Curcuma : danger pour le foie, effets secondaires et contre-indications
Le curcuma est l'une des plantes les plus vendues en complément alimentaire, et l'une de celles sur lesquelles les autorités sanitaires françaises se sont montrées les plus prudentes. Ce n'est pas contradictoire : l'épice dans un plat et l'extrait concentré en gélule ne posent pas du tout les mêmes questions. Cette page fait le tri, sans dramatiser et sans rien promettre.
Curcuma, curcumine : de quoi parle-t-on ?
Le curcuma (Curcuma longa) est un rhizome de la famille du gingembre. Réduit en poudre, il donne l'épice jaune que l'on connaît. Ses pigments actifs, les curcuminoïdes, ne représentent qu'une petite part du rhizome sec — de l'ordre de 2 à 5 %. La curcumine est le principal d'entre eux.
D'où une distinction qui commande tout le reste :
Le curcuma en poudre, celui du placard à épices, apporte quelques dizaines de milligrammes de curcuminoïdes par cuillère à café. C'est un usage alimentaire, pratiqué depuis des siècles.
L'extrait titré à 95 % de curcuminoïdes, celui des compléments, concentre en une gélule ce que représenteraient plusieurs dizaines de grammes de rhizome. On change d'ordre de grandeur, et c'est précisément ce changement d'échelle qui a motivé les mises en garde.
Le problème de la biodisponibilité, et ce que les fabricants en ont fait
La curcumine a une particularité embarrassante : elle est très mal absorbée. Peu soluble dans l'eau, rapidement transformée par le foie et l'intestin puis éliminée, elle atteint le sang en quantités très faibles quand elle est prise telle quelle.
L'industrie a donc développé plusieurs parades, et il faut savoir les lire sur une étiquette :
La pipérine, extraite du poivre noir, souvent sous la marque BioPerine®. C'est la solution la plus ancienne et la moins chère. Une étude très citée des années 1990 a rapporté une hausse considérable de l'absorption avec 20 mg de pipérine. Point d'attention rarement mentionné : la pipérine agit en ralentissant le métabolisme de nombreuses substances — ce qui vaut aussi pour certains médicaments.
Les formes phytosomales, où la curcumine est associée à de la phosphatidylcholine, et les formes micéllaires, dispersées dans un tensioactif alimentaire.
Les extraits associés aux huiles essentielles de curcuma, comme le BCM-95®, où les turmérones du rhizome jouent le rôle de vecteur.
Ces formes fonctionnent : elles augmentent réellement les concentrations sanguines, parfois d'un facteur important. C'est aussi ce qui explique la position de précaution des autorités, comme nous allons le voir : un produit mieux absorbé est un produit dont il faut reconsidérer la dose.
En rayon, le Sinob Curcumin repose sur un extrait titré à 95 % associé à de la pipérine, l'IO Genix Turmeric Curcumin sur la même logique avec BioPerine®, et le TrainedByJP Cure Coming sur la curcumine brevetée BCM-95®. Le détail du rayon est sur la page curcuma et curcumine.
Quel est le danger du curcuma ?
Il faut distinguer deux niveaux, et c'est là que la plupart des pages passent à côté.
À dose alimentaire, le curcuma en épice n'est pas au cœur des préoccupations. Personne ne recommande d'arrêter d'en mettre dans un curry.
En complément concentré, deux points méritent votre attention.
Le premier est la dose journalière admissible.
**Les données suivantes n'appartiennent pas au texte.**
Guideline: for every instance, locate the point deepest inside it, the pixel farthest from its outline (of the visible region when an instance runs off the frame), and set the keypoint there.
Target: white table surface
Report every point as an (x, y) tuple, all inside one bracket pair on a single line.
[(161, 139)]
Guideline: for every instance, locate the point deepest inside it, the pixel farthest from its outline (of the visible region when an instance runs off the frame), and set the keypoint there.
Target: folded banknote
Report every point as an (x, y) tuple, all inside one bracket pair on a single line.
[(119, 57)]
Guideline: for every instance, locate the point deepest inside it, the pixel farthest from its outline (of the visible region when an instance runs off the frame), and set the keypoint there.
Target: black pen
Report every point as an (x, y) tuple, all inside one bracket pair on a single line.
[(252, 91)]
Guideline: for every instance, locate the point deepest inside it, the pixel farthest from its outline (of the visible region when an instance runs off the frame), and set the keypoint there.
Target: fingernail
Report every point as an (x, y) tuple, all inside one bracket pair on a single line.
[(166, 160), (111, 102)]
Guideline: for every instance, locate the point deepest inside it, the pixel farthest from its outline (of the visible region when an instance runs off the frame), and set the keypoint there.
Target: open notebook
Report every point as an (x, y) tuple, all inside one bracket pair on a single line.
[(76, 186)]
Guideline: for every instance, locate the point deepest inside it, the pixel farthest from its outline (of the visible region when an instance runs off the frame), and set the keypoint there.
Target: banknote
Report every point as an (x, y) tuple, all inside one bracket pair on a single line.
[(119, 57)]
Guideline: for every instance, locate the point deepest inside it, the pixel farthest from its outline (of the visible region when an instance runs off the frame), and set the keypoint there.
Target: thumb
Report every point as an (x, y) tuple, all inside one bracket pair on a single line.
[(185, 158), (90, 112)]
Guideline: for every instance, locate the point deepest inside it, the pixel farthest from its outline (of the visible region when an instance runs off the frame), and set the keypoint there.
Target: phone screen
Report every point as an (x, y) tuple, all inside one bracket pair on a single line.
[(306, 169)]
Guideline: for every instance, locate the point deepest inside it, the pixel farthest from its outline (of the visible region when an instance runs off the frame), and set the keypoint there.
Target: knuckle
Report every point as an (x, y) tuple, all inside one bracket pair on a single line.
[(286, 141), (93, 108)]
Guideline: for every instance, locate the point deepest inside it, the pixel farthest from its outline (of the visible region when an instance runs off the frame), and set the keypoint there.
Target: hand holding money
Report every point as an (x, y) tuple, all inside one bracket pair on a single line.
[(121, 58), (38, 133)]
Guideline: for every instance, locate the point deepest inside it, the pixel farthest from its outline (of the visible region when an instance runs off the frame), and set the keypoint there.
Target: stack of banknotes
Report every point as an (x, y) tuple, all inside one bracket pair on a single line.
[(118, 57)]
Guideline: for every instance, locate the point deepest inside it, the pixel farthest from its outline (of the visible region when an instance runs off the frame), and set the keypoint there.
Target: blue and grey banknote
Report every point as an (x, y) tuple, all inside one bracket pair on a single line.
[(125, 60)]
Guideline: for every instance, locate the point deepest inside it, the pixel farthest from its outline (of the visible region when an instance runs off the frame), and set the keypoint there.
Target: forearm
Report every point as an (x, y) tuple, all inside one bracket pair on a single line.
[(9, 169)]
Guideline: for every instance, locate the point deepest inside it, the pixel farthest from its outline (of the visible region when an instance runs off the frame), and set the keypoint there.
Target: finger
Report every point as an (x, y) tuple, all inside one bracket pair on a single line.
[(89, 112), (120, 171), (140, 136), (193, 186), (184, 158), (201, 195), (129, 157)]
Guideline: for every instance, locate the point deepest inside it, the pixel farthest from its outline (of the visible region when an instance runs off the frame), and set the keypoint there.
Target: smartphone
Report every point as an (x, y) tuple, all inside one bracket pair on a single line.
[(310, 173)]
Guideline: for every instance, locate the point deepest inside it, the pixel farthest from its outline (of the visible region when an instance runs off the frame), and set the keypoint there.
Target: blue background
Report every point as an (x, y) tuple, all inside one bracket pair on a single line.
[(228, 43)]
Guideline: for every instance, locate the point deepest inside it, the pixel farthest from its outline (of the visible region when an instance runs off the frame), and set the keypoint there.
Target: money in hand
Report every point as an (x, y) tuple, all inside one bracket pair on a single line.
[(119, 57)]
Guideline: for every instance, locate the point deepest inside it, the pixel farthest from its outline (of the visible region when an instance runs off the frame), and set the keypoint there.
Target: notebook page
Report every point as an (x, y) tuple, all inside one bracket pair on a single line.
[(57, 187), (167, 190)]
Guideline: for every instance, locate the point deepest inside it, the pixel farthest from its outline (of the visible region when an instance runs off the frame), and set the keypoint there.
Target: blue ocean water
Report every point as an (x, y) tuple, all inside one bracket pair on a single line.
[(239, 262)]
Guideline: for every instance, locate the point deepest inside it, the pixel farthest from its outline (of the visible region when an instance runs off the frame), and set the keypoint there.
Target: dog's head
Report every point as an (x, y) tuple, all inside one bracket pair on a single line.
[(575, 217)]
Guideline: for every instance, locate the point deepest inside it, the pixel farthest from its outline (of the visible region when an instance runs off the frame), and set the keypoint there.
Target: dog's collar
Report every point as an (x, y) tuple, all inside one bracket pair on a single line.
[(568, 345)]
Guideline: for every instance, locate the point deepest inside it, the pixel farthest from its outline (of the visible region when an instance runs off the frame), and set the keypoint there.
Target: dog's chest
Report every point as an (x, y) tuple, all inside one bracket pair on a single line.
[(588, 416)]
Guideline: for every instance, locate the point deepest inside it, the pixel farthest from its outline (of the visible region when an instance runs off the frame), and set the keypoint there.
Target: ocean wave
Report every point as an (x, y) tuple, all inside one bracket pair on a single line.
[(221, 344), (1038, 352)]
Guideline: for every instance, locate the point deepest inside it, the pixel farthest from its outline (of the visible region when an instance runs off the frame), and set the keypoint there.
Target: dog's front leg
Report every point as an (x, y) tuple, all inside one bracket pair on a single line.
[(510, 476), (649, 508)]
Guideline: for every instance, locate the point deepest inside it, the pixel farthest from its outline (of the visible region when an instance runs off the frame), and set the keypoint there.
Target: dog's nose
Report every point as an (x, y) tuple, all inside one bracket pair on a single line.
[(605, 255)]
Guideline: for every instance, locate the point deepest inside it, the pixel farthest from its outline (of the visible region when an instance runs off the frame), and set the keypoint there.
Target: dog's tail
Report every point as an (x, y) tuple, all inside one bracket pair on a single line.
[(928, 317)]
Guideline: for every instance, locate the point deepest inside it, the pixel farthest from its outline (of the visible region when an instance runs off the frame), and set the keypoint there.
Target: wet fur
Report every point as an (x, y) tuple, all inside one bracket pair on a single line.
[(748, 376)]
La curcumine est aussi un colorant alimentaire (E100), à ce titre évalué par les autorités européennes, qui ont retenu une DJA de 0 à 3 mg par kilogramme de poids corporel et par jour. Pour une personne de 70 kg, cela représente environ 210 mg de curcumine par jour. Prenez maintenant une gélule d'extrait titré à 95 % dosant 500 mg : elle apporte à elle seule 475 mg de curcuminoïdes, soit plus du double. Beaucoup de produits du marché dépassent cette référence, et c'est une information que peu d'étiquettes affichent.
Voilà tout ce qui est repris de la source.